我已經通過Scikit-SVM教程,並編寫了代碼來訓練和測試。但是我正面臨一個預測問題,它說「形狀應該和訓練形狀相同」。這是下面的代碼。支持向量機值錯誤文本分類
EDIT1:樣本數據
ERROR_DESC CLASSIFICATION_LABEL
ERROR manager.SqlManager: Error executing statement: java.sql.SQLException: ORA-01017: invalid username/password; logon denied at oracle.jdbc.driver.T4CTTIoer.processError(T4CTTIoer.java:447) at oracle.jdbc.driver.T4CTTIoer.processError(T4CTTIoer.java:389) at oracle.jdbc.driver.T4CTTIoer.processError(T4CTTIoer.java:382) at oracle.jdbc.driver.T4CTTIfun.processError(T4CTTIfun.java:675) at oracle.jdbc.driver.T4CTTIoauthenticate.processError(T4CTTIoauthenticate.java:448) at oracle.jdbc.driver.T4CTTIfun.receive(T4CTTIfun.java:513) -- ERROR tool.ImportTool: Encountered IOException running import job: java.io.IOException: No columns to generate for ClassWriter at org.apache.sqoop.orm.ClassWriter.generate(ClassWriter.java:1095),INCORRECT_CREDENTIALS-Database-RAISE_SERVICENOW_DB_CREDENTIALS
A client error (ThrottlingException) occurred when calling the DescribeCluster operation: Rate exceeded fetching DNS name -- ERROR manager.SqlManager: Error executing statement: java.sql.SQLRecoverableException: IO Error: The Network Adapter could not establish the connection at oracle.jdbc.driver.T4CConnection.logon(T4CConnection.java:489) -- ERROR tool.ImportTool: Encountered IOException running import job: java.io.IOException: No columns to generate for ClassWriter at org.apache.sqoop.orm.ClassWriter.generate(ClassWriter.java:1095), NETWORK_ERROR-Database-RAISE_SERVICENOW_DB_CONNECTION
我也發現了類似的問題對SO:Link我試圖用變換,但它拋出不同的錯誤。
import pandas as pd
# data paths
data_in = '../data/input/file.csv'
df_data = pd.read_csv(data_in)
# lower case all columns for uniformity
df_data.columns = map(str.lower, df_data.columns)

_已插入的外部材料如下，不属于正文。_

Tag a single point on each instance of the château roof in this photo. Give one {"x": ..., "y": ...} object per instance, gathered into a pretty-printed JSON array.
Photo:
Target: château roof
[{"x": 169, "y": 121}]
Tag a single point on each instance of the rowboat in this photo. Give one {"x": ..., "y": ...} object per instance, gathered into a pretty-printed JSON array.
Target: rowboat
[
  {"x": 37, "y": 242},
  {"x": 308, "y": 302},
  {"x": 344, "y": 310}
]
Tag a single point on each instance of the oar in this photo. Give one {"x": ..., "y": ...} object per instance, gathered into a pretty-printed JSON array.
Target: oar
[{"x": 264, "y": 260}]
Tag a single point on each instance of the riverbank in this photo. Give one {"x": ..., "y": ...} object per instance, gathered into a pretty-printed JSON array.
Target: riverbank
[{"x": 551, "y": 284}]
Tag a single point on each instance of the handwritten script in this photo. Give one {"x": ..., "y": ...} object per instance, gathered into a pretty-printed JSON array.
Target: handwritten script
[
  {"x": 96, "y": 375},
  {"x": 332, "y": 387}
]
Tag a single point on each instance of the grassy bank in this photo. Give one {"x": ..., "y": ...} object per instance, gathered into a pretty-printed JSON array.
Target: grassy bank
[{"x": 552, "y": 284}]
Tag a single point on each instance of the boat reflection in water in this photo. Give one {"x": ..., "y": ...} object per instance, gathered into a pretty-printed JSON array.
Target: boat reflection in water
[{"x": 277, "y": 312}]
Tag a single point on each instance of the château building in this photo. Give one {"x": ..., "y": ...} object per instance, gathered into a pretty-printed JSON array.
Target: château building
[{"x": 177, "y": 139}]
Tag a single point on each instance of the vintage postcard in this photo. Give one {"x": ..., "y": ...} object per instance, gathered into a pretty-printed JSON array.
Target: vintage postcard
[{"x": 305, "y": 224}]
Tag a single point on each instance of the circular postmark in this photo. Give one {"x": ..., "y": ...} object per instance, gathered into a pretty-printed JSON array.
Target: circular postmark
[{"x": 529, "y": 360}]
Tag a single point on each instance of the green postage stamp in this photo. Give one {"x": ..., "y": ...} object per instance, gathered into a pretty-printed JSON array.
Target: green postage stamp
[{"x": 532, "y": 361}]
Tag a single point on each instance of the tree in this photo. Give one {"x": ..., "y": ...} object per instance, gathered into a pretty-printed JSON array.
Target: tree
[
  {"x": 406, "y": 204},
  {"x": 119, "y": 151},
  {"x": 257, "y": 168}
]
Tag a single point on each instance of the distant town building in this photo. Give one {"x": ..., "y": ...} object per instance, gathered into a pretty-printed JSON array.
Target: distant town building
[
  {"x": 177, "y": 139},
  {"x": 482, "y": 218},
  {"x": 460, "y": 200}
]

# lower case all data for uniformity
df_data = df_data.apply(lambda x: x.astype(str).str.lower())
labels = df_data['classification_label'].unique()
label_map = {}
i = 1
for label in labels:
label_map[label] = i
i += 1
# apply map to classification_label column
# df_data['classification_label'] = df_data['classification_label'].map(lambda s: label_map.get(s) if s in label_map else s)
# select features and labels
df_final = df_data[['error_desc', 'classification_label']]
from sklearn.feature_extraction.text import TfidfVectorizer
v = TfidfVectorizer()
X = v.fit_transform(df_final['error_desc'])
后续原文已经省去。